Government Assistance Loans
There are a number of government assistance programs and grants that offer financial aid to first-time homebuyers. Most commonly known is the basic Federal Housing Administration, or FHA loan, which can help first-time buyers purchase a single family home. The U.S. Department of Agriculture, or USDA, has a homebuyer assistance program that focuses on homes in rural areas. The U.S. Department of Veterans Affairs (VA) has a VA loan that helps active-duty military members, veterans and surviving spouses buy new homes. The U.S Housing and Urban Development, or HUD, offers a number of mortgage programs for families, including adjustable rate mortgages, basic home mortgage loans, and home equity conversion mortgages for seniors.
Eligibility for Aid
Freddie Mac reports that more than one in five borrowers in the first two quarters of 2014 took out a conventional loan with a down payment of less than 10 percent. FHA loans require a down payment of just 3.5 percent.While some of these programs are limited to first-time buyers, the official definition of a first-time buyer is looser than you might expect.
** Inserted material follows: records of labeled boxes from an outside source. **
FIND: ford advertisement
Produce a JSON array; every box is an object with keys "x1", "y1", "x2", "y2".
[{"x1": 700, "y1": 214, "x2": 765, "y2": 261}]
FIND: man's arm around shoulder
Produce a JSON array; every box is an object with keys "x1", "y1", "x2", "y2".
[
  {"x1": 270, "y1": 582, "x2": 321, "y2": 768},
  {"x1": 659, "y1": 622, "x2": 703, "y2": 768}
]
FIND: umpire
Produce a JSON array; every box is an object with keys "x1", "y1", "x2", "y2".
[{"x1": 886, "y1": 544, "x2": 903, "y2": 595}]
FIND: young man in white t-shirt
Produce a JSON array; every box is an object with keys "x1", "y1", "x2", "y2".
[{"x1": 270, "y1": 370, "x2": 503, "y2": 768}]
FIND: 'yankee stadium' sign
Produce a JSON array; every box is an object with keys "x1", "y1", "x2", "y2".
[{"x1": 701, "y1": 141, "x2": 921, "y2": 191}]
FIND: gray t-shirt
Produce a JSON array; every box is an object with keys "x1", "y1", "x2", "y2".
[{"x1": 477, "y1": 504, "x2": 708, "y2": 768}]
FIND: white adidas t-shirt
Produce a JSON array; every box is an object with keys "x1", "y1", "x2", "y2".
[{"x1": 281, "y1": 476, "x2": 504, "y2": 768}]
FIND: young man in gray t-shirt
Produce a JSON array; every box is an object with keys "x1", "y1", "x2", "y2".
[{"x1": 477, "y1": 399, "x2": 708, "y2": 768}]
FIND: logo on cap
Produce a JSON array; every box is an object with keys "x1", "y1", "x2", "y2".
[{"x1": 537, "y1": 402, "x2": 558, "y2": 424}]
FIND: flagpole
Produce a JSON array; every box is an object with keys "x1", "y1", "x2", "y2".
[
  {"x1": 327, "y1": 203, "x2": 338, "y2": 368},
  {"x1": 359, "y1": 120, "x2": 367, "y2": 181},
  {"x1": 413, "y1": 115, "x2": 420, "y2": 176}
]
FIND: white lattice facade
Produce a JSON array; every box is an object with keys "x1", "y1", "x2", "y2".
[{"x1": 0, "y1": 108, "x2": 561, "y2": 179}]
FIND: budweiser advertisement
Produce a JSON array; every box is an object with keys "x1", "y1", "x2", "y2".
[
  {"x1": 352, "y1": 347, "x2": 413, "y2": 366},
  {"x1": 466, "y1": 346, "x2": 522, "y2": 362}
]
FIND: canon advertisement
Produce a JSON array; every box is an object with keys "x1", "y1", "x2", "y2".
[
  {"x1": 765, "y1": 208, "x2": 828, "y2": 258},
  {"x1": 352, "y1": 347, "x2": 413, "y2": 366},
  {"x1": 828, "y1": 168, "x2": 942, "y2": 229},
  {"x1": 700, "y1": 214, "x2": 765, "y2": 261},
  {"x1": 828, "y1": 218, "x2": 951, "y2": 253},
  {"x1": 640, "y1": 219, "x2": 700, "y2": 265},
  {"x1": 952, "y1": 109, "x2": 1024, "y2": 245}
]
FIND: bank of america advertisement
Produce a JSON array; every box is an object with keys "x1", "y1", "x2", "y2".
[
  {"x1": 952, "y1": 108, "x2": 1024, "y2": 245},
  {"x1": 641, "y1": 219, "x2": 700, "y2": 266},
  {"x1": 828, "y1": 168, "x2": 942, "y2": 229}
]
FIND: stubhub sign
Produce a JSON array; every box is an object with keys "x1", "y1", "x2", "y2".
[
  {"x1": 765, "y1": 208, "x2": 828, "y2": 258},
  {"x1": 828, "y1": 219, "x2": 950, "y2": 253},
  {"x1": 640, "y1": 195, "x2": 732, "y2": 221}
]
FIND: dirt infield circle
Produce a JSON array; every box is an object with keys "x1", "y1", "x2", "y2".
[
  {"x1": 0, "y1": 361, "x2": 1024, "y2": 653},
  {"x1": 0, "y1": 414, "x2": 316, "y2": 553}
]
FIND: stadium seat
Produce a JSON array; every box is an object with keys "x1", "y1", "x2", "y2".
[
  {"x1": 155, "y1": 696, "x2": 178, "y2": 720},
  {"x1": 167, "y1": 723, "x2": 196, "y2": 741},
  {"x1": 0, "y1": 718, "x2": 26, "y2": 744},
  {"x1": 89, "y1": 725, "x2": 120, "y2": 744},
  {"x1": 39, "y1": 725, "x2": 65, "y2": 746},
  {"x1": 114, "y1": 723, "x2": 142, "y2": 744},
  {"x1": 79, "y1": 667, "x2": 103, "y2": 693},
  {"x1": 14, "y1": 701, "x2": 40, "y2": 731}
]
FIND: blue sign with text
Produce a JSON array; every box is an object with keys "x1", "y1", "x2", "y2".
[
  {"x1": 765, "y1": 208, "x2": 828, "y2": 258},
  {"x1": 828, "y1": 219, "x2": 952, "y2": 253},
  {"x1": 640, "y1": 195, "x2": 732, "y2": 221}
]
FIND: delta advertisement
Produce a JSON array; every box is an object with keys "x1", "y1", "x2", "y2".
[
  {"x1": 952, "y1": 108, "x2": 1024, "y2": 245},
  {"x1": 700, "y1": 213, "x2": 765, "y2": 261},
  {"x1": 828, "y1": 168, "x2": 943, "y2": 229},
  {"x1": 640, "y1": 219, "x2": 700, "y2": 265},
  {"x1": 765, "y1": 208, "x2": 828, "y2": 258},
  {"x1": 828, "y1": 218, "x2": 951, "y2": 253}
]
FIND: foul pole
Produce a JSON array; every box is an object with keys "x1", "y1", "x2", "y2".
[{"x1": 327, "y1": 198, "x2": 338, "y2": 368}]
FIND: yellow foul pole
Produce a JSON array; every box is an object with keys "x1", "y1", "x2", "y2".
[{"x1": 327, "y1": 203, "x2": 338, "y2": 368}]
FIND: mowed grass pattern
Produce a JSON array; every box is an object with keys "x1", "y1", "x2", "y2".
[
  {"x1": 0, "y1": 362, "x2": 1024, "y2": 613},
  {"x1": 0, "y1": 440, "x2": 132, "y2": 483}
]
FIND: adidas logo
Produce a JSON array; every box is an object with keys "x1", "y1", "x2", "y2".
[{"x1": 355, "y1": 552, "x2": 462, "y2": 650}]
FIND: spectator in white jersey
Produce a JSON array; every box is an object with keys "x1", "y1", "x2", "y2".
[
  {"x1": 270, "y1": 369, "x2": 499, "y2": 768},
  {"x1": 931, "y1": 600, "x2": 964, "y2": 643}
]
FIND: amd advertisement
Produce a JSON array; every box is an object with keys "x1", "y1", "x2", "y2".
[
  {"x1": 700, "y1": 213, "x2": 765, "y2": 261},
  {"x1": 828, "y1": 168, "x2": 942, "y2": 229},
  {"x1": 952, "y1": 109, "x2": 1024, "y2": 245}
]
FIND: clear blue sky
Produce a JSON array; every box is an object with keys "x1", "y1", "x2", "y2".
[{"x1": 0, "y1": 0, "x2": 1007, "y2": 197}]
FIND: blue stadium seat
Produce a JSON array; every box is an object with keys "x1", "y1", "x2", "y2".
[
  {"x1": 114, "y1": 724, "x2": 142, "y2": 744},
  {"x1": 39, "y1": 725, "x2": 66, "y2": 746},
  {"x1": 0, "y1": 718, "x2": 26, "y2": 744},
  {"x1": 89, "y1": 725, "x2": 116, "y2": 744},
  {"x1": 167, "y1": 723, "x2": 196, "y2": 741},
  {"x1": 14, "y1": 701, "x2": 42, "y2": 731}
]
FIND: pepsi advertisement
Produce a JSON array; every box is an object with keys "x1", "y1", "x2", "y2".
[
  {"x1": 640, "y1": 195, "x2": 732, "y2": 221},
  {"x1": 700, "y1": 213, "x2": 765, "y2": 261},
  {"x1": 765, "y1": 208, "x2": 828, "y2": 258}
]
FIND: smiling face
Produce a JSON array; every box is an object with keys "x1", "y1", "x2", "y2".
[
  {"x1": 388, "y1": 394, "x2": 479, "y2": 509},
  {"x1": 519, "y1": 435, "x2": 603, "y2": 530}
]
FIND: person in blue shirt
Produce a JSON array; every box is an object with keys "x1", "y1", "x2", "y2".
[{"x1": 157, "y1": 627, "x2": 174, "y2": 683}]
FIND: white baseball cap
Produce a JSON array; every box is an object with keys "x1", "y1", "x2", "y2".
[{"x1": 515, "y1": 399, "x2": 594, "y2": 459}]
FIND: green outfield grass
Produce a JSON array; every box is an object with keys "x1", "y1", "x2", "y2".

According to the U.S. Department of Housing and Urban Development (HUD), a first-time buyer is someone who has not owned a primary residence in the previous three years, says Todd.
“Most programs have income limits (that) are tied to the area median income and vary according to the number of people in the household,” says Todd. “While many of them are limited to borrowers who make up to 80 percent of area median income, some programs go as high as 140 percent.”
In addition to income requirements, many homeownership programs have a maximum sales price based on median home prices in the area, says Chrane.
“There’s a myth out there that down payment assistance programs are only available for low income families and for low cost housing, but the truth is that in places with high housing costs like San Francisco, you can get help to buy a house as expensive as $700,000,” says Chrane.
Even those programs that lack a maximum sales price limit are essentially limited because of the income limitations, since buyers wouldn’t qualify for a loan to purchase a home out of their range of affordability.
Powers says many programs have asset limits such as a maximum of $10,000 to $20,000 in liquid assets because the programs are targeted to those who need help amassing enough funds for a down payment.
“Most of the programs require a minimum contribution from the buyers, such as $500, $1,000 or 1 percent of the sales price,” says Powers. “Everyone wants the buyers to have some skin in the game.”
Some homebuyer programs have been created to help people in specific careers, such as teachers, policeman, firefighters and health care professionals, become homeowners.
Since buyers who participate in these down payment assistance programs must qualify for a home loan, the credit guidelines for the programs are the same as lender guidelines for the specific loan program such as conventional or FHA financing. All programs require borrowers to attend a HUD-approved homeownership education course, says Powers.
“Homeownership programs are not a new subprime loan program, but they do offer buyers a little more flexibility because with a higher down payment, a lower interest rate or a tax credit, they may be able to qualify for a mortgage when they otherwise might have been unable to,” says Chrane.